Старик вычистил трубку над пепельницей, вновь набил ее и сказал:
— Но дождалась Клавдия Никаноровна твоего решения. Померла. Что ж, может, теперь бы и одобрила. Но вряд ли. Серьезного характера была женщина.
Он все еще вспоминал прошлое и не заметил, как Александр вышел.
Варя спала, завернувшись в одеяло. Дыхания ее почти не было слышно. Туман рассеялся, лучи утреннего солнца били в комнату в раскрытое окно, играли на зеркале умывальника, на чернильном приборе, на стеклах фотографий.
Присев на корточки, Александр близко заглянул в спящие, закрытые глаза и вдруг заметил, что подушка у глаз мокрая от слез. Конечно, Варя плакала, так в слезах и заснула, как засыпают обиженные дети. А он, уходя давеча отсюда, видел, что ей тяжело и трудно, и не мог найти ни одного человеческого слова — ушел сухарь сухарем…
Еще несколько секунд он смотрел на нее, потом поднялся и, стоя возле стола, написал ей короткую записочку. Еще оглядел свою комнату, но не для того, чтобы «попрощаться взглядом», как делают штатские люди, уходя воевать, а посмотрел просто для порядка — все ли убрано, все ли на месте, не позабыл ли чего.
Нет, все было на месте, ничего не позабыл.
Варя тихо вздохнула во сне. Он посмотрел на нее, потом взгляд его упал на стоптанные, в дырьях, ее туфли Он присел к столу и дописал на своей записке:
«В шкафу, и левом ящике, лежит пара подметок. Подм. хорошие, спиртовые. Отдай починить туфли. А.».
И вышел.
В столовой надел плащ, молча, за руку, попрощался с отцом.
Отец ждал его тут покуривая, и сыну было приятно, что старик провожает его.
Они не поцеловались, и ни отец, ни сын не сказали ни единого слова, и в том, как они пожали друг другу руки, тоже но было ничего значительного, ничего трогательного, ничего такого, отчего может прошибить слеза.
Потом старик проводил сына до двери столовой и вернулся, а Александр один вышел на крыльцо родного дома, вдохнул полной грудью свежий утренний воздух и пощел к калитке. Отворил и улыбнулся: тут, на улице, возле дома, стояли на утреннем солнышке Бориска и Блохин. У Бориски в руке было ведро, а у Блохина палка с приделанной к ней сеткой.
Оба мальчика были какие-то не очень выспавшиеся. У Блохина глаза не совсем открывались, и он был сердитый, а Бориска, розовый, со следами подушки на лице, за что-то его ругал.
— О! — сказал он, увидев. Александра. — Куда это ты? На корабль?
— На корабль, — сказал Ладынин.
Бориска с молчаливым восхищением и с завистью смотрел на брата.
— Что ж ты в плаще, — сказал он, — Орденов не видно, И гвардейского знака не видно.
— Ничего не поделаешь, — ответил Александр.

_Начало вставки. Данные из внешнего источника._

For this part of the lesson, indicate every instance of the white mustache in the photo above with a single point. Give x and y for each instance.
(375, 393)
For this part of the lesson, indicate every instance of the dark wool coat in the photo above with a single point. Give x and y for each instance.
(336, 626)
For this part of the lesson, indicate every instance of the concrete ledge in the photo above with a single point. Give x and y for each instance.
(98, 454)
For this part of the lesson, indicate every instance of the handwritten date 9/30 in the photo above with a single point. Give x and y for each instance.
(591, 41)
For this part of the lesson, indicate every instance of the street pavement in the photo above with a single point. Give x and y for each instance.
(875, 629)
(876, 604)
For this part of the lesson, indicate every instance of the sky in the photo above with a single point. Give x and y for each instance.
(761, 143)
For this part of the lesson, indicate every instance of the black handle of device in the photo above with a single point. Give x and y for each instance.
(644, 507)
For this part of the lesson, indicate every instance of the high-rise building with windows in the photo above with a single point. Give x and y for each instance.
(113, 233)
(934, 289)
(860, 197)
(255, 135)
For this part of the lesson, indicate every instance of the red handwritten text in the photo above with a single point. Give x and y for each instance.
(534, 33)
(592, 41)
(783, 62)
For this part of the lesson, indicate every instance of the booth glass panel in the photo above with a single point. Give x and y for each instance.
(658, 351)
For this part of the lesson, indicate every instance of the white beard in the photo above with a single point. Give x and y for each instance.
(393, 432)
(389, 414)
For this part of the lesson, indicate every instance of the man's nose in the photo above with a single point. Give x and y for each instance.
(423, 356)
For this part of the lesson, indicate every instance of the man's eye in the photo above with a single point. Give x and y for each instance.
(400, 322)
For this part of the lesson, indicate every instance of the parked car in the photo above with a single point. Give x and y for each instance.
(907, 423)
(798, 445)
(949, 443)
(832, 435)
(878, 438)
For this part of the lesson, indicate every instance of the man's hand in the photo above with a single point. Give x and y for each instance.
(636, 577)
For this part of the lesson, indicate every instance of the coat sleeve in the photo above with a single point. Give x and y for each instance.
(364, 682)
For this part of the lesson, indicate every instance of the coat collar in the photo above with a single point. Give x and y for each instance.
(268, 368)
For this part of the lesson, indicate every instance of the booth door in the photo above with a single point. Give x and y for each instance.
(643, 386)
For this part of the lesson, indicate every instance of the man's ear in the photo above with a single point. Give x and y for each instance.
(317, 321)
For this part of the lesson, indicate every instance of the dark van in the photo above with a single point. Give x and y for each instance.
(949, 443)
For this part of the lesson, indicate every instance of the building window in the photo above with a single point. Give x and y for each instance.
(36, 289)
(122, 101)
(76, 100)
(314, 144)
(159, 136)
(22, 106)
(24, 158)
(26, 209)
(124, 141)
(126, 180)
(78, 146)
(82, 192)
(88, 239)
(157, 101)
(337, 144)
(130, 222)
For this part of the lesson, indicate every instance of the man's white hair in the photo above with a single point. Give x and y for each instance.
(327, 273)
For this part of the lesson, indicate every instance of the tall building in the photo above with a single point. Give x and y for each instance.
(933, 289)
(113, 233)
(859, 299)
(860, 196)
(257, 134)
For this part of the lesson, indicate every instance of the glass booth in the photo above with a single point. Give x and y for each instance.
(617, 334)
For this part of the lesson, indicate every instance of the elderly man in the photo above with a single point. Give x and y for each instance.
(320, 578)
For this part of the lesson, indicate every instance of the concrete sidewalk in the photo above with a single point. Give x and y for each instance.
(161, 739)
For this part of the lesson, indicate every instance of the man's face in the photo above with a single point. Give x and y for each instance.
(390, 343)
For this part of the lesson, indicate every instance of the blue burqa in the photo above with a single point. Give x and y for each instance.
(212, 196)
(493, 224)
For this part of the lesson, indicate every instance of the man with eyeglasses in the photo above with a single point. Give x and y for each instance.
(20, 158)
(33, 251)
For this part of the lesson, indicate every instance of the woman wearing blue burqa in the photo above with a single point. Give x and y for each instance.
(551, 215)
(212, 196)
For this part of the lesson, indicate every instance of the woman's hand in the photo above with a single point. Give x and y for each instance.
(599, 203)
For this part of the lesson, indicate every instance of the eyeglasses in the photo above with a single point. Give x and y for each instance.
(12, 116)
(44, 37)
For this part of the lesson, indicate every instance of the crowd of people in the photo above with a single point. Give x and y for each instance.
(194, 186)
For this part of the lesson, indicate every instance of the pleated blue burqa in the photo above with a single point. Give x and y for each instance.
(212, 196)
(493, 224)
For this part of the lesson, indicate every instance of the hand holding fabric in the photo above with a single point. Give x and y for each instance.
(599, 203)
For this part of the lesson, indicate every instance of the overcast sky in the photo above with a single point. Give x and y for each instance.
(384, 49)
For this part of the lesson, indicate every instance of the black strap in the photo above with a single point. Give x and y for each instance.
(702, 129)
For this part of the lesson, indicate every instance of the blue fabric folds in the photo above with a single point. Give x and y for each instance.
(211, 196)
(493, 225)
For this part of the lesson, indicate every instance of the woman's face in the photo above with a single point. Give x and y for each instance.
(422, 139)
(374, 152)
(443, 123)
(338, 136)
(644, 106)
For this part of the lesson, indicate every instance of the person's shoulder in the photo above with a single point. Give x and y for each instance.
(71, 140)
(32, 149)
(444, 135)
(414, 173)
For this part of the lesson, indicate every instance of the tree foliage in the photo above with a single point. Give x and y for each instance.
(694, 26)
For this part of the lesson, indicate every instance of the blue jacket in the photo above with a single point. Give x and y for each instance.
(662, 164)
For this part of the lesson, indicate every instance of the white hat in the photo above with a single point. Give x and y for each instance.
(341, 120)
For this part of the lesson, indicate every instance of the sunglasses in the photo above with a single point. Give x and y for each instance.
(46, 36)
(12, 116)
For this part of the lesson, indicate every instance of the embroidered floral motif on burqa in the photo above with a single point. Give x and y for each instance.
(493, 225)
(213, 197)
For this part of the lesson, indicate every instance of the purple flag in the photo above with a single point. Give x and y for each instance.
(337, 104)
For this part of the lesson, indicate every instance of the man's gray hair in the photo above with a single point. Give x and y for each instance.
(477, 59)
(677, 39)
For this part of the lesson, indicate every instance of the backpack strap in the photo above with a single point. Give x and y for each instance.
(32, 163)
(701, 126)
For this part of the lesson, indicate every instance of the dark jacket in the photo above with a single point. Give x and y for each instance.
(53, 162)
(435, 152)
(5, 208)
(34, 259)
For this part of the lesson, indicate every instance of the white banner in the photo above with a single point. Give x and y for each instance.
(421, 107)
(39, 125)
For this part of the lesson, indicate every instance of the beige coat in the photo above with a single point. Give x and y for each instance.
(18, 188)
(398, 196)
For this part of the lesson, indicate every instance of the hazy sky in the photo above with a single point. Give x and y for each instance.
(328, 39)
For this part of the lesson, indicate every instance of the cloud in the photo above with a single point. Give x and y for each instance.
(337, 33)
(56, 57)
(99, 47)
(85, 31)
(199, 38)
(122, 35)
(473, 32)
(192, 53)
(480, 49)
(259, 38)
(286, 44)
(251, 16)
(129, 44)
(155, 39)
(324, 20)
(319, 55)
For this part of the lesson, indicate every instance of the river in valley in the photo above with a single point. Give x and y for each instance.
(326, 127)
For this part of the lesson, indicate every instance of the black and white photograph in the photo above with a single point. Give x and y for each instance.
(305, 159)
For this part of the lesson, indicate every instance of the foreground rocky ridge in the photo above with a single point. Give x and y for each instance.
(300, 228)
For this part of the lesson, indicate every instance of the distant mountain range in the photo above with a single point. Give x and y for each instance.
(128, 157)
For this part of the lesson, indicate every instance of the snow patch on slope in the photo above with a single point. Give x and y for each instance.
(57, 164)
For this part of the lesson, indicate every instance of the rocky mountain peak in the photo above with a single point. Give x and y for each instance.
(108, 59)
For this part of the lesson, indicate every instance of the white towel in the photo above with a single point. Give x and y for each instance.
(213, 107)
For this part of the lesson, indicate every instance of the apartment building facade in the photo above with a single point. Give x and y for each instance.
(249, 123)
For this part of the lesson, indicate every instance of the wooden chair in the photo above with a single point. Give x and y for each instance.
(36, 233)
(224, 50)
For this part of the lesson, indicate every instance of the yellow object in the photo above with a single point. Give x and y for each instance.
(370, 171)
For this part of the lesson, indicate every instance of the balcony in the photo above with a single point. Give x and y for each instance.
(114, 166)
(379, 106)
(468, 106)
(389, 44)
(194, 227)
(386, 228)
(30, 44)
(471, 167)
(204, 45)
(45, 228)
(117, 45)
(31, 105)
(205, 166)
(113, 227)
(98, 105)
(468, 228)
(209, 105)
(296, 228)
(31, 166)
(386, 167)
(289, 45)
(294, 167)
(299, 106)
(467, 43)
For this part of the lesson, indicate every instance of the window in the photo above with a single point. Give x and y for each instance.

— Так ведь не холодно, — с досадой в голосе сказал Бориска, — и дождя нет никакого. Взял бы плащ на руку, а?
Ладынин молча улыбался. Бориска был смешон в кепке с пуговицей, в перелицованном пиджаке с заплатой на локте, очень розовый. Одно ухо у него подогнулось под кепкой, и он не замечал этого. Блохин смотрел на Александра одним глазом, другой у него как будто еще спал.
Бориска сильно дернул носом и сказал, что они идут на речку посмотреть, нет ли глушеной рыбы. Ночью в речку упало несколько фугасных бомб, и рыба, наверное, найдется.
— Да вот Блохин никак проснуться не может, — сердито добавил Бориска. — Вот опять спит. Эй, Блохин! Спишь!
— Не сплю, — сухо и веско сказал Блохин. — Странно даже.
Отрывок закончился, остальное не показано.